Jika di Indonesia puasa
berlangsung selama kurang lebih 14 jam, maka di Jerman, puasa bisa sampai 19
jam. Hal itu karena jika Ramadan bertepatan dengan musim panas, maka siang akan
sangat panjang. Bayangkan saja, matahari sudah terbit pukul 2.30 am dan baru
terbenam pukul 9.30 pm. Sebagai orang Indonesia yang tidak terbiasa dengan hal
seperti ini, tentu hanya niat dan semangat yang membuat saya masih bertahan
puasa sampai saat ini.
Malam terlampau
singkat, alokasi waktu ibadah saat matahari terbenam harus diatur sedemikian
rupa. Waktu antara berbuka,makan malam, shalat tarawih, tahajjud, dan sahur
betul-betul seperti dilakukan dalam satu waktu, belum lagi waktu untuk tidur.
Terkadang saya menggabung waktu antara makan malam dan sahur sebab jika harus
bangun lagi akan sangat sulit. Saya pernah mencobanya tapi selalu saja
kesiangan. Maklum, belum terbiasa.
Sebagai negara yang
mayoritas penduduknya adalah nonmuslim, Ramadan menjadi hal yang begitu asing
di telinga Freiburger bahkan meski Islamische Zentrum telah mengadakan
festival menyambut bulan penuh berkah ini. Karena orang-orang tidak sadar,
tidak tahu, atau mungkin berprinsip EGP (Emang
Gue Pikirin), warga muslim menerima banyak sekali tantangan selama Ramadan,
termasuk saya dan beberapa teman lain dari Indonesia yang mencoba untuk puasa.
Suhu mempengaruhi
sulitnya berpuasa di negara-negara utara.

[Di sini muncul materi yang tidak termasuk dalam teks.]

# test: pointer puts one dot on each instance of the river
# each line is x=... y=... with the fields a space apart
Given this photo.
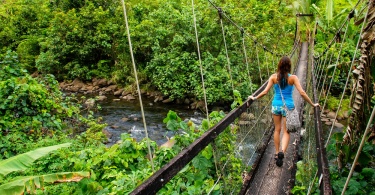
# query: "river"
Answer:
x=124 y=116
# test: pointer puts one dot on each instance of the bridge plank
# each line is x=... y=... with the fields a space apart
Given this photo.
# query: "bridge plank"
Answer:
x=155 y=182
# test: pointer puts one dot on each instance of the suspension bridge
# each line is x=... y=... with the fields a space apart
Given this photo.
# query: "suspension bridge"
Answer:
x=254 y=125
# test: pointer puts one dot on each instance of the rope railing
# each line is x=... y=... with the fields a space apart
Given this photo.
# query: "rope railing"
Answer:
x=323 y=171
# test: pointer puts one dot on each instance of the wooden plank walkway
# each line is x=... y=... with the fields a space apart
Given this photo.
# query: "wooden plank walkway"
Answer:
x=269 y=179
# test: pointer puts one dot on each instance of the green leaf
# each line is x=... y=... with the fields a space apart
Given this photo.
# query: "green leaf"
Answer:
x=184 y=125
x=23 y=161
x=172 y=125
x=368 y=172
x=29 y=183
x=205 y=125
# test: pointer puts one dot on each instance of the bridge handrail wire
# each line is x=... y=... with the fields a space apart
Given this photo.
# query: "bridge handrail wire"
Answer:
x=243 y=139
x=323 y=167
x=347 y=79
x=222 y=12
x=156 y=181
x=350 y=15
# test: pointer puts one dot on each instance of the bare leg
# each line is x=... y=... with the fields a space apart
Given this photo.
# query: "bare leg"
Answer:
x=276 y=134
x=286 y=136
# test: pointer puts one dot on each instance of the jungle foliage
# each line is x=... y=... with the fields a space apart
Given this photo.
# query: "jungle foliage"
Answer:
x=68 y=39
x=87 y=39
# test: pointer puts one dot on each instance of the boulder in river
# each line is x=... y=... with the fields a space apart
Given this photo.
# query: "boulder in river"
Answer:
x=102 y=98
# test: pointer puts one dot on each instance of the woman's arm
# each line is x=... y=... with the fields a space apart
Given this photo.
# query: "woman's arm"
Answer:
x=265 y=91
x=298 y=86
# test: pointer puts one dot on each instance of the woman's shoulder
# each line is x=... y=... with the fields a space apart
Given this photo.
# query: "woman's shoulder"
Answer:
x=293 y=76
x=273 y=77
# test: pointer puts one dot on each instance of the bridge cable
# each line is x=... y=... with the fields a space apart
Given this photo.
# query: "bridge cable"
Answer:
x=266 y=62
x=337 y=61
x=237 y=145
x=239 y=28
x=138 y=89
x=319 y=65
x=260 y=72
x=203 y=86
x=351 y=11
x=247 y=63
x=359 y=150
x=225 y=45
x=325 y=76
x=347 y=79
x=200 y=61
x=334 y=70
x=322 y=68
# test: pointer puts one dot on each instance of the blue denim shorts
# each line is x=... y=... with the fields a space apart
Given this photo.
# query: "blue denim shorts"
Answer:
x=278 y=110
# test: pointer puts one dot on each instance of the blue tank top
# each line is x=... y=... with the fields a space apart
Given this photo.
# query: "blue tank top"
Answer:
x=287 y=93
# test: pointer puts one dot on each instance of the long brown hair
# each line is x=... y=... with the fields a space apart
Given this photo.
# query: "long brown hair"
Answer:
x=283 y=68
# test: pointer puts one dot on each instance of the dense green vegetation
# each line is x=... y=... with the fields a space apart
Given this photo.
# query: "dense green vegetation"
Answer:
x=68 y=39
x=86 y=40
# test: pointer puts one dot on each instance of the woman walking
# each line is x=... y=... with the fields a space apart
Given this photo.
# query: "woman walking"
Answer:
x=283 y=83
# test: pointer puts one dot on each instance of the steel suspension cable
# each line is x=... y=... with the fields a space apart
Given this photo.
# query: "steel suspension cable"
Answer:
x=325 y=77
x=359 y=150
x=322 y=68
x=260 y=73
x=266 y=62
x=226 y=48
x=243 y=139
x=237 y=26
x=334 y=70
x=347 y=79
x=200 y=60
x=138 y=89
x=319 y=65
x=247 y=63
x=202 y=77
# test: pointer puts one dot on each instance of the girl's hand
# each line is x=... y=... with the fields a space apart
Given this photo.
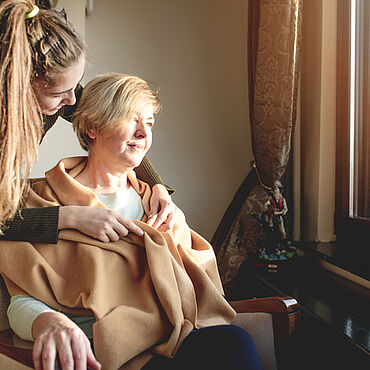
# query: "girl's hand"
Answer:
x=162 y=208
x=56 y=335
x=100 y=223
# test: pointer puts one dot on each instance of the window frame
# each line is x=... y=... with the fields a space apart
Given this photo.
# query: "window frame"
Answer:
x=351 y=231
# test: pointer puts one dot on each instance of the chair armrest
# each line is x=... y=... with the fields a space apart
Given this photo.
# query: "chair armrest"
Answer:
x=15 y=348
x=285 y=315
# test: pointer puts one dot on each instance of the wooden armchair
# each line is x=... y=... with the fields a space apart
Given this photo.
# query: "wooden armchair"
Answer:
x=270 y=321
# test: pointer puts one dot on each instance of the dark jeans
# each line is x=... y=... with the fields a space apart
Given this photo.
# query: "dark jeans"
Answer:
x=216 y=347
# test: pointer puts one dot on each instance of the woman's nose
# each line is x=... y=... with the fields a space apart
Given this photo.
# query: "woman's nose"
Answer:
x=141 y=129
x=70 y=98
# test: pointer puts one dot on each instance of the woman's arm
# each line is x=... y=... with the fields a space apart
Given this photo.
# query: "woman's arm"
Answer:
x=55 y=335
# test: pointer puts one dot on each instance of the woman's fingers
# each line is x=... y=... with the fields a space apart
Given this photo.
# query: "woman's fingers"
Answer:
x=100 y=223
x=92 y=364
x=36 y=354
x=161 y=216
x=129 y=226
x=63 y=341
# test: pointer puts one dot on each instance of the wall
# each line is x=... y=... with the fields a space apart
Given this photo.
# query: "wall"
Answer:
x=318 y=119
x=194 y=52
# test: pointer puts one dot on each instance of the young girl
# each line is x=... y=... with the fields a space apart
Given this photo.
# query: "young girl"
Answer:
x=42 y=62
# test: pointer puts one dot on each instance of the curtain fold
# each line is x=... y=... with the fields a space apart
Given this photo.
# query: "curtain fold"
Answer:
x=274 y=34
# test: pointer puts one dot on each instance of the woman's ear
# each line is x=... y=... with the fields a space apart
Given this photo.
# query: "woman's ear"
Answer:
x=91 y=133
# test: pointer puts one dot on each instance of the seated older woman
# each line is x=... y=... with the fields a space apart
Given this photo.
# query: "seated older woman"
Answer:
x=155 y=301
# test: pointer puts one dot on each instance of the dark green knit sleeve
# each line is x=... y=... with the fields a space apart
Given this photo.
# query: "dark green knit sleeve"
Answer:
x=38 y=225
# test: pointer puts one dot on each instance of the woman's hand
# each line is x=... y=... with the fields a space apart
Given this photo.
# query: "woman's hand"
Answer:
x=162 y=208
x=100 y=223
x=56 y=335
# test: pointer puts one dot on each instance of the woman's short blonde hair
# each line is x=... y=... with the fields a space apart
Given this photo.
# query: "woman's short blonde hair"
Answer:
x=108 y=99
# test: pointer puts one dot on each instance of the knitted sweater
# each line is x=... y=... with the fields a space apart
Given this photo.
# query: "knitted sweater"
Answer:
x=41 y=224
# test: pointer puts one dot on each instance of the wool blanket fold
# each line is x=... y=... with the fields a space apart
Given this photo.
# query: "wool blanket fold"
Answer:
x=147 y=294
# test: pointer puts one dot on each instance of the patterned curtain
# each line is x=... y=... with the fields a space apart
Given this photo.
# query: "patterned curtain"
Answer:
x=274 y=46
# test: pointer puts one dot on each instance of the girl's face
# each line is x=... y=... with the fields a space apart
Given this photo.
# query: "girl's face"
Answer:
x=126 y=147
x=51 y=97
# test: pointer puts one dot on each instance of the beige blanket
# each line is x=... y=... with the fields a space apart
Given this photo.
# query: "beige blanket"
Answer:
x=146 y=293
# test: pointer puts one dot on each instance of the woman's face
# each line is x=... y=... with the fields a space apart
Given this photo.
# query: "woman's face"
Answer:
x=126 y=147
x=51 y=97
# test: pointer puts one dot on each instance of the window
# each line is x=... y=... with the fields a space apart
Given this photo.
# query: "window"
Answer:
x=353 y=124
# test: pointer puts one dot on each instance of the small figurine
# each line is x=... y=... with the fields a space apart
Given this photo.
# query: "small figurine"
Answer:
x=274 y=244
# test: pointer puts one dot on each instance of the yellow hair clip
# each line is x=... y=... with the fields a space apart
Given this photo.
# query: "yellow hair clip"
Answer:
x=33 y=12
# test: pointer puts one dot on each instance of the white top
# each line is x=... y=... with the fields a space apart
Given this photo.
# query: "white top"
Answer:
x=125 y=202
x=23 y=310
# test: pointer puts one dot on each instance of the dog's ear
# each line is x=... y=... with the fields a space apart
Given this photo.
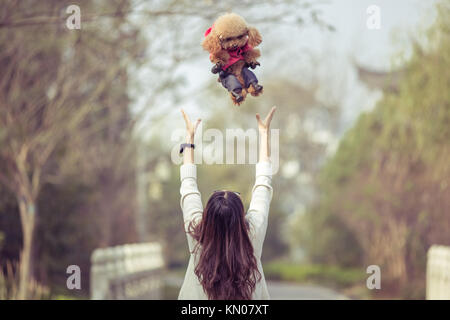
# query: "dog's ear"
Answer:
x=211 y=43
x=254 y=38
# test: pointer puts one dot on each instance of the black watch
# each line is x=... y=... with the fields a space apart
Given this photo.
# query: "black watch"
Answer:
x=186 y=145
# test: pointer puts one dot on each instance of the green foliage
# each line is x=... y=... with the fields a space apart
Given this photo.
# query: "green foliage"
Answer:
x=389 y=182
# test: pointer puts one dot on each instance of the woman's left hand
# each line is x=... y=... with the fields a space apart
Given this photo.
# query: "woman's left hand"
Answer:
x=190 y=127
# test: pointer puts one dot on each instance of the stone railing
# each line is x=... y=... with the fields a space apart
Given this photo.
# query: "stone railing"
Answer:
x=438 y=273
x=132 y=271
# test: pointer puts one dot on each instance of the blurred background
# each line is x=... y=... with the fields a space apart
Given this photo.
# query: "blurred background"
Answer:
x=86 y=123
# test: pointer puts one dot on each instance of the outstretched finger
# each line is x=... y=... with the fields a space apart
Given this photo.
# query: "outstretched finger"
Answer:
x=258 y=118
x=198 y=122
x=186 y=119
x=270 y=115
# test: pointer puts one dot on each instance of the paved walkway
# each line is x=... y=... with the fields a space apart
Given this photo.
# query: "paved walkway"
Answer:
x=286 y=291
x=292 y=291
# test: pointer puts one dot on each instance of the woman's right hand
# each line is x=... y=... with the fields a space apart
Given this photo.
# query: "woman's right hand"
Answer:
x=190 y=127
x=264 y=126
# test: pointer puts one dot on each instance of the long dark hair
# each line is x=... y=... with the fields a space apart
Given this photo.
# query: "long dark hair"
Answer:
x=226 y=268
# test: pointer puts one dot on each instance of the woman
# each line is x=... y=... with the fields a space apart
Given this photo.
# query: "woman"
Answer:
x=225 y=242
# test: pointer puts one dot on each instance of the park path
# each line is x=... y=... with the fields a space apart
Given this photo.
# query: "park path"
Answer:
x=285 y=290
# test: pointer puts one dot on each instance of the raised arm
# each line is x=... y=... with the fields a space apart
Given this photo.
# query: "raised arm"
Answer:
x=190 y=201
x=258 y=211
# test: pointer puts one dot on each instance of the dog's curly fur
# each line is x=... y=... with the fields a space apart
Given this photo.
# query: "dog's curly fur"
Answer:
x=231 y=25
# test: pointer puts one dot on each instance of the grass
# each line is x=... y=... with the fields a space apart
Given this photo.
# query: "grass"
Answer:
x=333 y=276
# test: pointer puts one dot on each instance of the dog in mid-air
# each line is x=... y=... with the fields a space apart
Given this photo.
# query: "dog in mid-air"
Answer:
x=231 y=45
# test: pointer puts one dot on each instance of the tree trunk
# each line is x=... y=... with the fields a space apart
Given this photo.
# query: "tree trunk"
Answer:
x=28 y=218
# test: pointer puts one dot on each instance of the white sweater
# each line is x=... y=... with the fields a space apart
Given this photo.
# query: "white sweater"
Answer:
x=257 y=216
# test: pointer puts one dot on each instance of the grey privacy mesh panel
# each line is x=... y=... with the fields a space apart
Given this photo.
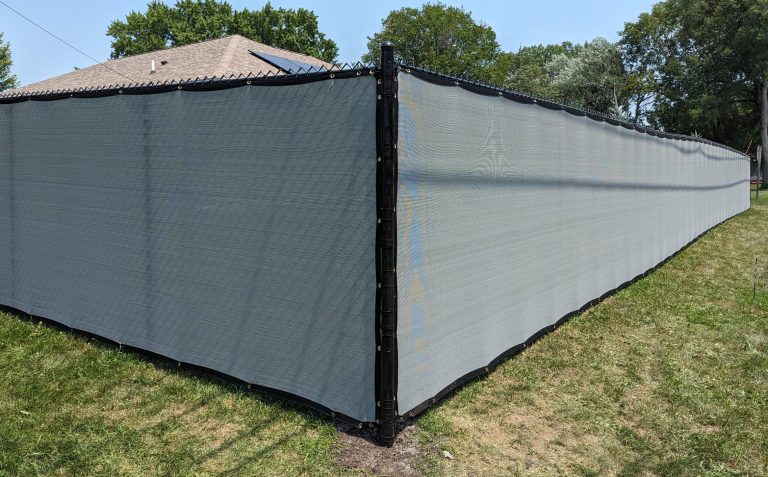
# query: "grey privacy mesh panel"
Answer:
x=232 y=229
x=512 y=215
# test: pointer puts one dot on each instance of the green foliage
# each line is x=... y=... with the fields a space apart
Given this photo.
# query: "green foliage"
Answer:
x=7 y=80
x=527 y=68
x=191 y=21
x=591 y=78
x=698 y=65
x=294 y=30
x=444 y=38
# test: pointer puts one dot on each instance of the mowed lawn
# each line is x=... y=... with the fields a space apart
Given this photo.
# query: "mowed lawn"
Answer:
x=667 y=377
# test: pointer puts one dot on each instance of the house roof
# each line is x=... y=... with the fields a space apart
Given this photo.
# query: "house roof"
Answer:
x=226 y=56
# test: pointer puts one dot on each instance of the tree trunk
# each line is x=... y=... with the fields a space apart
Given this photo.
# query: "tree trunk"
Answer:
x=764 y=128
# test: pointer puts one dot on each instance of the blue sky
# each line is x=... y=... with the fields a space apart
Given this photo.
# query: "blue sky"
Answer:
x=83 y=23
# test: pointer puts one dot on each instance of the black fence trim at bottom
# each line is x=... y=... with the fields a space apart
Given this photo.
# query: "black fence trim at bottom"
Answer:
x=511 y=352
x=266 y=391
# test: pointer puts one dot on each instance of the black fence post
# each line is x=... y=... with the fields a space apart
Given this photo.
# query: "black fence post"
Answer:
x=386 y=238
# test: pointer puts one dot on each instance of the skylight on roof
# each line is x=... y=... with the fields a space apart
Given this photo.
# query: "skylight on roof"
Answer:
x=288 y=66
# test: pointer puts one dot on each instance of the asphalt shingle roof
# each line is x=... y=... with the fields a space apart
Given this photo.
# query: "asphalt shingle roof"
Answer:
x=226 y=56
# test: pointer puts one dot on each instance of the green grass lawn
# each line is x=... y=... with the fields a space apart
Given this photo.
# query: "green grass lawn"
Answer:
x=667 y=377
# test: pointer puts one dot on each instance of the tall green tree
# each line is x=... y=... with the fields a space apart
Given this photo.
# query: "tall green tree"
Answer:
x=592 y=78
x=190 y=21
x=294 y=30
x=444 y=38
x=7 y=80
x=704 y=64
x=528 y=68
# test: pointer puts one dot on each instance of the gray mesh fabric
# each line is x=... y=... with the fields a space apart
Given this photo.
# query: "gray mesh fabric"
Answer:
x=512 y=215
x=232 y=229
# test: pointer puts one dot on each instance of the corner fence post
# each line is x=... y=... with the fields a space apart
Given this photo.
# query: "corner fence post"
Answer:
x=386 y=238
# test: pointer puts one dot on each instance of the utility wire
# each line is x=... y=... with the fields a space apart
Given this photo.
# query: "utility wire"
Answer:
x=62 y=40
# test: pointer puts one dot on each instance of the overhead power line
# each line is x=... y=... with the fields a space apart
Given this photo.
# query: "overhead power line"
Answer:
x=63 y=41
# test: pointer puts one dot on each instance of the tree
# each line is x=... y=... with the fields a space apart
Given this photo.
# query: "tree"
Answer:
x=528 y=68
x=294 y=30
x=592 y=78
x=7 y=80
x=705 y=65
x=444 y=38
x=190 y=21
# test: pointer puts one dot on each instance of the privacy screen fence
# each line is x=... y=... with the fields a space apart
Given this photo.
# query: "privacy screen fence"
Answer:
x=360 y=240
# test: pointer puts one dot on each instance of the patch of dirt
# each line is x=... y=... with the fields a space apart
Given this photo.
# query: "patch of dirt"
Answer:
x=358 y=449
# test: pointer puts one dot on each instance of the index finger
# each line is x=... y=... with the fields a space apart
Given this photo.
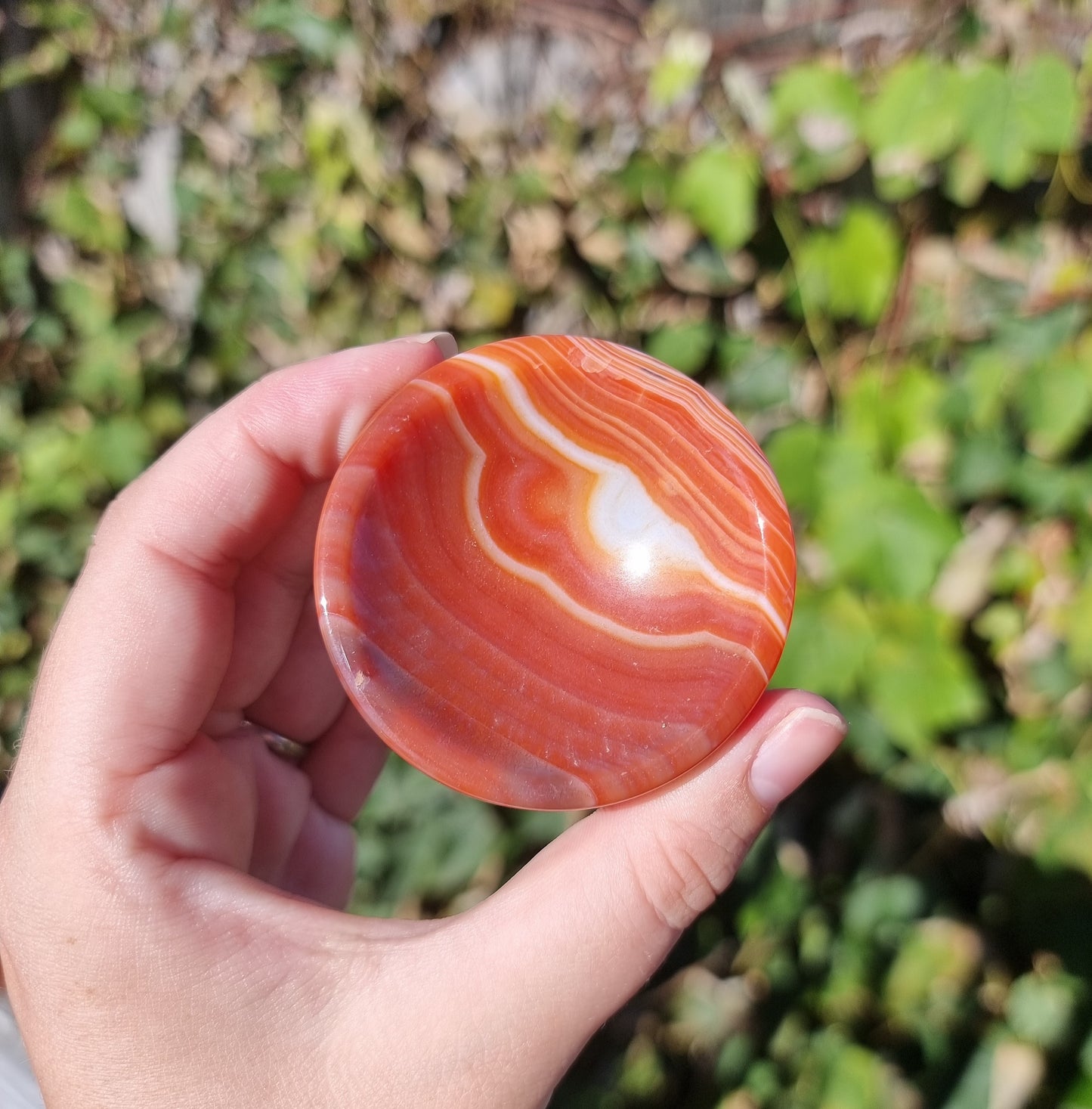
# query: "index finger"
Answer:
x=144 y=641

Suhu di siang hari bisa mencapai 16°C
sehingga rasa haus terkadang tidak mengetuk tenggorokan. Namun konsekuensinya,
lapar sekonyong-konyongnya datang begitu saja. Hal yang sebaliknya terjadi jika
suhu di atas 22°C, lapar memang bisa diatur, tapi haus menjadi hal yang susah
dikompromikan.
Keadaan sosio-kultural
juga berdampak pada sulitnya berpuasa di negara nonmuslim. Meski tidak sulit
menemukan perempuan berhijab di kota ini, tapi tetap saja lebih banyak
perempuan-perempuan yang pintar sekali
mengumbar aurat -seperti kebanyakan perempuan lain di ‘dunia barat’-. Apalagi
ini summer, waktunya untuk berpakaian
semini mungkin agar matahari mampu merubah kulit putih menjadi lebih cokelat
secara merata. Ini adalah tantangan yang sangat sulit. Setiap hari saya harus
beraktivitas di pusat kota tempat orang-orang berlalu-lalang dan hal-hal
seperti itu tidak bisa saya hindari. Perempuan-perempuan berpakaian tapi
telanjang ada di mana-mana. Bersyukurlah teman-teman yang berada di negara
muslim sebab hal yang seperti ini lebih jarang ditemukan.
Penjual makanan juga
senang hati memanggil-manggil perut dan hasrat orang-orang untuk menikmati
sajian di siang hari. Roti dengan aroma semerbak khas Jerman serta gelato alias Italian ice cream selalu saja terlihat sangat menggoda bagi saya.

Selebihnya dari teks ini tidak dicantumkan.